After agent suggested the remediation edits, I went ahead told the agent to apply the edits, since the /analyse command is a read only action, we explicitly have to tell the agent to make the changes to the files. After a few moments, all the issues found during the analysis were fixed.
Implementing Tasks using /implement Command #
So we have run every command except the final one which is the /implement command. This is the command that actually takes the task list, runs through each task and implements them. This is the first time we instruct the coding agent to generate working code for the project. This may feel like a fairly long and drawn out process to get here but keep in mind that we ran two optional commands which are the /clarify and /analyze commands. We have run the constitution command as well, which typically we won’t need to do every time we have a new feature. Another reason is coding agents are tend to do a better job when they have more context about the project or the feature to be implemented. So taking the time to set up the context properly will pay off in the long run with better quality code being generated.

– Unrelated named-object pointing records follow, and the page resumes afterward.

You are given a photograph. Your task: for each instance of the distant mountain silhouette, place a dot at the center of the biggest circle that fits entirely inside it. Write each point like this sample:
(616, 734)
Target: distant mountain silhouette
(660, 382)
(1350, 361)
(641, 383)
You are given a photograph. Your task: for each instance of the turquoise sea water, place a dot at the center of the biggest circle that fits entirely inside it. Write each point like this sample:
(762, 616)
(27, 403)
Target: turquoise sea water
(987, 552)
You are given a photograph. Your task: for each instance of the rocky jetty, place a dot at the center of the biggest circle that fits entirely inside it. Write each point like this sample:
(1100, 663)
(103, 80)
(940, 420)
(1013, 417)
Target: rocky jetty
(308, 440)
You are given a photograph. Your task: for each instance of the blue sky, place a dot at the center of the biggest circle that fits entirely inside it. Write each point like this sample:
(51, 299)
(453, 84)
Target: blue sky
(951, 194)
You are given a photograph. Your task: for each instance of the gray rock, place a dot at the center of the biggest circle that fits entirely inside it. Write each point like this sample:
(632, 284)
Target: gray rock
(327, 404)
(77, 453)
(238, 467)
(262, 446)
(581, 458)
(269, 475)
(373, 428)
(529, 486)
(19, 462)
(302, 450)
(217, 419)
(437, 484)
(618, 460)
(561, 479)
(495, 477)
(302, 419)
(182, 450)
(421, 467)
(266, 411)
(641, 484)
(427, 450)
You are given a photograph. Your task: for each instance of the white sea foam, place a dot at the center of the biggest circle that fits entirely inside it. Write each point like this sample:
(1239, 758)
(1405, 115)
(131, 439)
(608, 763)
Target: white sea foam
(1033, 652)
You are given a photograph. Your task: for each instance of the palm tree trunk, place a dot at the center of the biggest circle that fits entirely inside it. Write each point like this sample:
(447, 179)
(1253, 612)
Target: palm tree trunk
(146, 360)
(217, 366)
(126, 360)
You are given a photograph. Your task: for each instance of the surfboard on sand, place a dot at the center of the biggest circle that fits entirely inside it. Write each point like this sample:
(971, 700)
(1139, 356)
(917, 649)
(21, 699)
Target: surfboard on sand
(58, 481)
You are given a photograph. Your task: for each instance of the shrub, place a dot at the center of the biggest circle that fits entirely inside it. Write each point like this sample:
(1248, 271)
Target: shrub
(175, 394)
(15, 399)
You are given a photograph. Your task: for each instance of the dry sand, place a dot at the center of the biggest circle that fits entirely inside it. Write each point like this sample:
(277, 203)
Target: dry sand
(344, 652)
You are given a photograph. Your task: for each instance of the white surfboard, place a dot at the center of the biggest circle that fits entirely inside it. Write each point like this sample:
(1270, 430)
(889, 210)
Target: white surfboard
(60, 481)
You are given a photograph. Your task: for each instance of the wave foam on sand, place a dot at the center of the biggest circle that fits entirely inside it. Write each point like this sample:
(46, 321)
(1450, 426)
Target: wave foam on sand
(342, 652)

Before we run the /implement command, first open a new chat window if you are using the same chat for running previous commands. This is because the context window may be full of previous messages and it may bloat the context for the coding agent. So it’s best to start fresh with a new chat window. If you open the .github/agents/speckit.implement.agent.md file, it also accepts user’s input as $ARGUMENTS. But in this case we don’t need to pass anything as arguments. It’s a prompt that instructs the model to read the tasks and execute each one.
After a few moments, you can see that the implementation is complete. The output shows a summary of the work done, including the number of files created, modified, and any issues encountered. You can now review the changes made to the codebase to ensure everything is as expected. You can also run the tests to verify that everything is working correctly. If there are any issues, you can ask the coding agent to help fix them.